About Paula Gunn Allen

Paula Gunn Allen (October 24, 1939 – May 29, 2008) was a Native American poet, literary critic, activist, professor, and novelist. Of mixed-race European-American, Native American, and Arab-American descent, she identified with the Laguna Pueblo of her childhood years, the culture in which she had grown up. She drew from its oral traditions for her fiction poetry and also wrote numerous essays on its themes. She edited four collections of Native American traditional stories and contemporary works and wrote two biographies of Native American women.

In addition to her literary work, in 1986 she published a major study on the role of women in American Indian traditions, arguing that Europeans had de-emphasized the role of women in their accounts of native life because of their own patriarchal societies. It stimulated other scholarly work by feminist and Native American writers.


Born Paula Marie Francis in Albuquerque, New Mexico Allen grew up in Cubero, New Mexico, a Spanish-Mexican land grant village bordering the Laguna Pueblo reservation. Of mixed Laguna, Sioux, Scottish, and Lebanese-American descent, Allen always identified most closely with the Laguna, among whom she spent her childhood and upbringing.

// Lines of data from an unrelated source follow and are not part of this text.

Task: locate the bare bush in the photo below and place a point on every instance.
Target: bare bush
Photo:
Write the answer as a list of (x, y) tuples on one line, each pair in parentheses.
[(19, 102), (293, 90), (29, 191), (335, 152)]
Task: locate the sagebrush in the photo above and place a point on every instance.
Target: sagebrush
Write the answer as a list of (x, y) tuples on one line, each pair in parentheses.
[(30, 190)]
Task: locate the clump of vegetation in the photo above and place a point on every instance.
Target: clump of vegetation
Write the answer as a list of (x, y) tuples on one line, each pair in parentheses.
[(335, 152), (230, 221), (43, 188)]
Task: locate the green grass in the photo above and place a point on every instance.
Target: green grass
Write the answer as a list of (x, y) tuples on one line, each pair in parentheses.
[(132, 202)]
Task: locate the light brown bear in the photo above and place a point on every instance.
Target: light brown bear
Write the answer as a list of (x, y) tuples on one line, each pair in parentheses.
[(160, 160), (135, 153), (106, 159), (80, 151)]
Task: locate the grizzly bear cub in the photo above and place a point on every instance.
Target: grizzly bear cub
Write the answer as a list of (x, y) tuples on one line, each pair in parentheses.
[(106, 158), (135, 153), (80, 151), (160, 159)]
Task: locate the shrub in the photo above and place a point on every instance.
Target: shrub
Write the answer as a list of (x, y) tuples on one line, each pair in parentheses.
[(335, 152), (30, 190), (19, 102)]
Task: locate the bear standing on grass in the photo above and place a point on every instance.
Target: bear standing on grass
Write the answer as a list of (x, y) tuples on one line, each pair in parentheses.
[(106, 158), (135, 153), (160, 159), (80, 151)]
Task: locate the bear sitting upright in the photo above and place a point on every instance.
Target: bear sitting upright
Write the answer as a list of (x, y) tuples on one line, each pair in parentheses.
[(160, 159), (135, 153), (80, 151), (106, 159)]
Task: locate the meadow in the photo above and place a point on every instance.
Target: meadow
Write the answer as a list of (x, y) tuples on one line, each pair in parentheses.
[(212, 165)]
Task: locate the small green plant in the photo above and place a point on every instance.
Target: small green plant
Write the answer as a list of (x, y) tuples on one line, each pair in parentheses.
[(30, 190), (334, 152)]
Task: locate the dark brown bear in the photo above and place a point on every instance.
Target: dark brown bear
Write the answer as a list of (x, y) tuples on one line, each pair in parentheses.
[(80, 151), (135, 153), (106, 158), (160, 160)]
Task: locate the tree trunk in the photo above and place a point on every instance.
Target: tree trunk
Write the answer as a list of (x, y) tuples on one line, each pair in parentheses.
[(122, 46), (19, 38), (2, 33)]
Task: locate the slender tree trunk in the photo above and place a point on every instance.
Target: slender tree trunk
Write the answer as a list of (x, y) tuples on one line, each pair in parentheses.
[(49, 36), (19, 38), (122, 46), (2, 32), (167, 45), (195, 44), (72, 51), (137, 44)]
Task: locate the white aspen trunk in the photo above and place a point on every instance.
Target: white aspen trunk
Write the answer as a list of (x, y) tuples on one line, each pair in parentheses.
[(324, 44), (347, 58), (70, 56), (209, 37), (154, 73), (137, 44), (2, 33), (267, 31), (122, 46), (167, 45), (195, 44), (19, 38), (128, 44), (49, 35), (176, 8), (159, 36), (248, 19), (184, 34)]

Her father, E. Lee Francis, owned a local store, the Cubero Trading Company, and later served as the lieutenant governor of New Mexico from 1967 to 1970. Her brother, Lee Francis, was a Laguna Pueblo-Anishinaabe poet, storyteller, and educator.

Allen first went to a mission school and graduated in 1957 from a boarding school called the "Sisters of Charity" located in Albuquerque.

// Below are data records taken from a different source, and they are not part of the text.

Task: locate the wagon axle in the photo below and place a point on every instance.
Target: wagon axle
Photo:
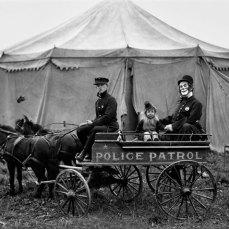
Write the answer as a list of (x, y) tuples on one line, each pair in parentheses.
[(186, 191)]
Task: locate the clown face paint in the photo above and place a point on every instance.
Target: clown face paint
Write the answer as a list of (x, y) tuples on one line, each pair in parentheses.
[(184, 88), (101, 88), (150, 114)]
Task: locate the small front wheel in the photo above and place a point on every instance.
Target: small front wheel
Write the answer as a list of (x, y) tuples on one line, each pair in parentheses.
[(128, 182), (72, 192), (185, 189)]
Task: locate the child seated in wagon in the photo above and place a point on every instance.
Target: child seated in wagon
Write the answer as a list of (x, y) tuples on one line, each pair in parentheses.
[(149, 123)]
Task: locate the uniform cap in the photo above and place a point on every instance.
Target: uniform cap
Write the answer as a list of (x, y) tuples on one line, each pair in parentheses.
[(186, 78), (149, 106), (101, 80)]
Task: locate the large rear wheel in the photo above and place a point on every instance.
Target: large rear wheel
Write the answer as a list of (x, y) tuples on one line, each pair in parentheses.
[(72, 192), (152, 173), (185, 189), (129, 182)]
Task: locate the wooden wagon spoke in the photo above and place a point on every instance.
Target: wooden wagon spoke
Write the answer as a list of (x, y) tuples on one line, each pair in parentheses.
[(201, 195), (190, 200), (64, 182), (120, 188), (153, 179), (81, 196), (185, 174), (137, 183), (119, 175), (186, 205), (128, 175), (182, 201), (120, 169), (204, 189), (80, 190), (133, 187), (80, 207), (165, 192), (69, 205), (170, 199), (131, 178), (202, 205), (178, 174), (127, 170), (60, 185), (175, 203), (173, 187), (73, 207), (61, 192), (174, 181), (82, 201), (115, 187)]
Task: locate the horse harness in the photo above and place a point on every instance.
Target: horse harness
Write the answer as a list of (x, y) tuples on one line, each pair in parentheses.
[(16, 143)]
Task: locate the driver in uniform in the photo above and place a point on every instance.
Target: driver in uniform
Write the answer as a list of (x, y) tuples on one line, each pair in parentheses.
[(105, 121), (185, 120)]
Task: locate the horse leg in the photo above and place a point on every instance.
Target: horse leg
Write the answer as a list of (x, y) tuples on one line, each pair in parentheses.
[(11, 169), (52, 172), (40, 174), (19, 178)]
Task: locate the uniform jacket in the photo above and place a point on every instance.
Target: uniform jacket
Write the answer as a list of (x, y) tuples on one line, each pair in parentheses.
[(189, 110), (147, 124), (106, 111)]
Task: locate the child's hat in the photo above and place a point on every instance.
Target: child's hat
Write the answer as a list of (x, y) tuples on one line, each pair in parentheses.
[(149, 106)]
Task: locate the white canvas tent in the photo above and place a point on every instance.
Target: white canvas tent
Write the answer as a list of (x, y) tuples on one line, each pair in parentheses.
[(142, 56)]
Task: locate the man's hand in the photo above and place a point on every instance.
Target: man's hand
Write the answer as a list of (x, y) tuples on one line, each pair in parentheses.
[(169, 127), (89, 122), (85, 123)]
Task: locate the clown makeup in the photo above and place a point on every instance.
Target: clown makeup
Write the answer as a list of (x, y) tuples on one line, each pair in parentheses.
[(184, 88), (101, 88), (150, 113)]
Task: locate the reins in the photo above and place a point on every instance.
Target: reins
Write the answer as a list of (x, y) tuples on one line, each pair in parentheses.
[(7, 131)]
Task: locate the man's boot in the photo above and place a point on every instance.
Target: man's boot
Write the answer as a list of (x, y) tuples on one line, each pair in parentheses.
[(81, 156)]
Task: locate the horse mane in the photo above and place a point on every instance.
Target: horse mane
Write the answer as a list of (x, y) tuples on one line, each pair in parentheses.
[(8, 128)]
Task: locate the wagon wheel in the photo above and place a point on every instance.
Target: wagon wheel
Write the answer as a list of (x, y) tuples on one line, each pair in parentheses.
[(152, 173), (185, 189), (129, 182), (72, 192)]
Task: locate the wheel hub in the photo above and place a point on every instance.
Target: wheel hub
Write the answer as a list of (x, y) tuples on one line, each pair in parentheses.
[(186, 191), (70, 194)]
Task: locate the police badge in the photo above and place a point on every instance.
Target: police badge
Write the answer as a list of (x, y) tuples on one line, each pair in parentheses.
[(186, 108)]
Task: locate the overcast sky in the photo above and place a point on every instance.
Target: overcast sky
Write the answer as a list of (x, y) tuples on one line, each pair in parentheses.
[(207, 20)]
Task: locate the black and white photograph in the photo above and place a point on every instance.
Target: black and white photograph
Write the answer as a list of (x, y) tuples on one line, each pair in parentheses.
[(114, 114)]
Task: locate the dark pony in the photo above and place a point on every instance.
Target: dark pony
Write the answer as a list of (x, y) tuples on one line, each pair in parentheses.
[(70, 144), (27, 127), (39, 153)]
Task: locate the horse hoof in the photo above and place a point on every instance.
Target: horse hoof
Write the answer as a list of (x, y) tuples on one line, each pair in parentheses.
[(12, 193), (37, 196), (51, 196)]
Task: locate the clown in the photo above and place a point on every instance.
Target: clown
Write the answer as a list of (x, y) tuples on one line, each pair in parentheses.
[(185, 120), (149, 123)]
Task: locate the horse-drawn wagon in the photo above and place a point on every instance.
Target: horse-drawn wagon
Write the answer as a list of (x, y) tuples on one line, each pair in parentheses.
[(175, 172)]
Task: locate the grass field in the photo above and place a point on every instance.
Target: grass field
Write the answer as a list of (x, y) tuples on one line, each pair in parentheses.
[(24, 211)]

Allen received a BA and MFA in creative writing from the University of Oregon. She earned a PhD at the University of New Mexico, where she worked as a professor and began research on tribal religions. As a student at the University of New Mexico, she reached out to a poetry professor, Robert Creeley, for poetic advice. He directed her to the work of Charles Olson, Allen Ginsberg, and Denise Levertov, who all had strong influences on her work. Later, while a student at University of Oregon she had Ralph Salisbury as a poetry professor, who is of a Cherokee tribe and also had a heavy influence on Paula Gunn Allen.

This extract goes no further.